Long before BioWare introduced us to Commander Shepard, it was already dealing in sprawling sci-fi RPG spaces with Star Wars: Knights of the Old Republic. PC players tended to get all the good Star Wars games, and here was one that felt like the Star Wars game. However, the game also made its way to Microsoft’s hulking new Xbox console, and quietly, it has historically been as crucial to the platform as Halo, mainly because it laid the groundwork for BioWare’s very own sci-fi RPG universe, which became a definitive part of Xbox history.
Having impressively handled Star Wars, BioWare went all Star Trek for Mass Effect (with a bit of the Battlestar Galactica reboot in there for good measure). Set in a future where interstellar travel is now possible thanks to mass transit devices called Mass Relays. The history behind this tech is rumored to be built on the work of an extinct alien race known as the Protheans. So now we have a conglomerated body of governments controlling law and order across the galaxy. This is the Citadel Council, and humans help run it alongside asari, salarians, turians, and more. Races working together for galactic peace means there’s going to be those outside of it, and while some are indifferent or apprehensive about the Citadel Council, others are more hostile, like the Borg-inspired AI race known as geth.
Players are given the role of Commander Shepard, the first human member of Spectre (Special Tactics and Reconnaissance, not Blofeld’s motley crew of villainy), a spacefaring agency with broad authority from the Citadel Council. Players can choose between a male and female version of Shepard (with voicework from Mark Meer and Jennifer Hale respectively) and tailor them to their visual whims.
Mass Effect blends the narrative-led experience from JRPG’s with a blockbuster Western sheen. Shepard is already a swaggering hero by the time we meet them, but they still go on the hero’s journey. They learn of a greater, overarching threat whilst dealing with relatively smaller ones, and they pick up a motley crew of memorable characters along the way.
Rather than pack a sweeping epic into one story, BioWare decided early on that this would be a trilogy, where Shepard’s journey across the stars would inevitably lead to a battle against the Reapers, an ancient race of synthetic-organic starships thought to arrive every 50,000 years to wipe out all organic populations.

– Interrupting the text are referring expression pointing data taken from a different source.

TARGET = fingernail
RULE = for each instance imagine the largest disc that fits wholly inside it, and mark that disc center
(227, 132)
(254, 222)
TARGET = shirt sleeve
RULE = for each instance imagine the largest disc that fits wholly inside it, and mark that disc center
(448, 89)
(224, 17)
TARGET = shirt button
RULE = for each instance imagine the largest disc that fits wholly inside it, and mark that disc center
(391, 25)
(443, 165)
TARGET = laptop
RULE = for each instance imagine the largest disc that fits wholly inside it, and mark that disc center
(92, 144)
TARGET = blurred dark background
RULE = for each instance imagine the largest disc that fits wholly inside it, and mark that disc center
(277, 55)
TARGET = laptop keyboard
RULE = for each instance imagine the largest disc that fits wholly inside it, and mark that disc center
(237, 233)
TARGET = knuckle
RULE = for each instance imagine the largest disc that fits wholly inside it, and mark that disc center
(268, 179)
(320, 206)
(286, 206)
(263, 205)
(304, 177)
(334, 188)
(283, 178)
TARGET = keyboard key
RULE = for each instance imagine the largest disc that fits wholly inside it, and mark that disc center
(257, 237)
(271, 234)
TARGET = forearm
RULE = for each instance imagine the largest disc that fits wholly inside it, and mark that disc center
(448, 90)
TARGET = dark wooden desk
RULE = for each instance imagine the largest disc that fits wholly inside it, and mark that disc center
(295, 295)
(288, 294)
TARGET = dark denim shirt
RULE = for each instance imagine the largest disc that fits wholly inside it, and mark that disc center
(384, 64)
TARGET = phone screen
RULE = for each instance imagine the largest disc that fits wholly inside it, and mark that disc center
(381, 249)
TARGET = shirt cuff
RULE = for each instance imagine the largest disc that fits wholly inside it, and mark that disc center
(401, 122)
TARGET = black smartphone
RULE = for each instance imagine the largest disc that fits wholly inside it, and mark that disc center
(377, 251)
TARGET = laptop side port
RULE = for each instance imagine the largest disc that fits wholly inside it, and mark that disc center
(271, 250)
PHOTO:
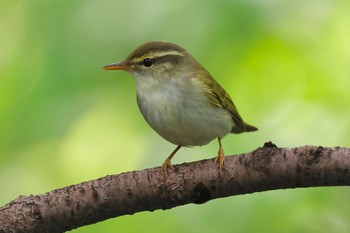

In true RPG fashion, Shepard kind of stumbles into that wider plot after they have a vision depicting a terrible war and mass death. But their catalytic drive in Mass Effect is the treason of another Spectre member, and trying to convince the Citadel Council of this. BioWare expertly weaves the smaller objective of the present with the ominous incoming one, all while giving us almost episodic tales of other characters and giving players enough of that to make critical choices impactful.
Mass Effect of Choice
The impact of choice is a common problem in gaming, especially in the RPG genre. It was perhaps a little challenging to see how impactful Shepard’s decisions in Mass Effect would be by the end, six years later, but BioWare offered just enough weighty short-term outcomes to at least set out its stall for the trilogy. Playing Mass Effect in 2007, you’d probably have little idea how your decision to save one character over another could change your experience in Mass Effect 2 and 3. The morality and choice of Mass Effect was less subtle than the kind of thing you’d find in the CRPG space, but that’s also what opened it up to a whole generation of players who had grown up with the Eastern approach to RPGs, but not so much of the depth from European and US RPGs of the 80s and 90s.
That Star Trek comparison is especially apt due to the aforementioned episodic flavor Mass Effect has. The lulls, if you will, largely come during Shepard’s time aboard the Citadel starship known as the Normandy. There, they can discuss recent events and general life stuff with the growing crew. But when we depart, it’s onto a new nugget of plot information, the introduction of another character, and undoubtedly some kind of confrontation.
Mass Effect is BioWare showcasing what it has learned from past experiences and effectively catering to the desires of its console-centric audience. Today, it’s almost an endearing prototype when compared to its sequels, but that raw and ready nature is what made it fresh and compelling to Xbox 360 owners nearly 20 years ago.
Is it almost a victim of its success? What has happened to BioWare in the years after Mass Effect 2 has mainly been down to an owner seemingly missing the point of why Mass Effect and Dragon Age (BioWare’s other stalwart RPG born from this era) were connecting with players and like many publishers, trying to crowbar in things that just dodn’t gel with what BioWare or its games are. BioWare became a cash cow with exaggerated expectations placed upon it. While that should be a compliment due to the impact of Mass Effect on not only the RPG space but also video games in general, it’s a frustrating lament as the developers appear to draw closer to their own Reapers.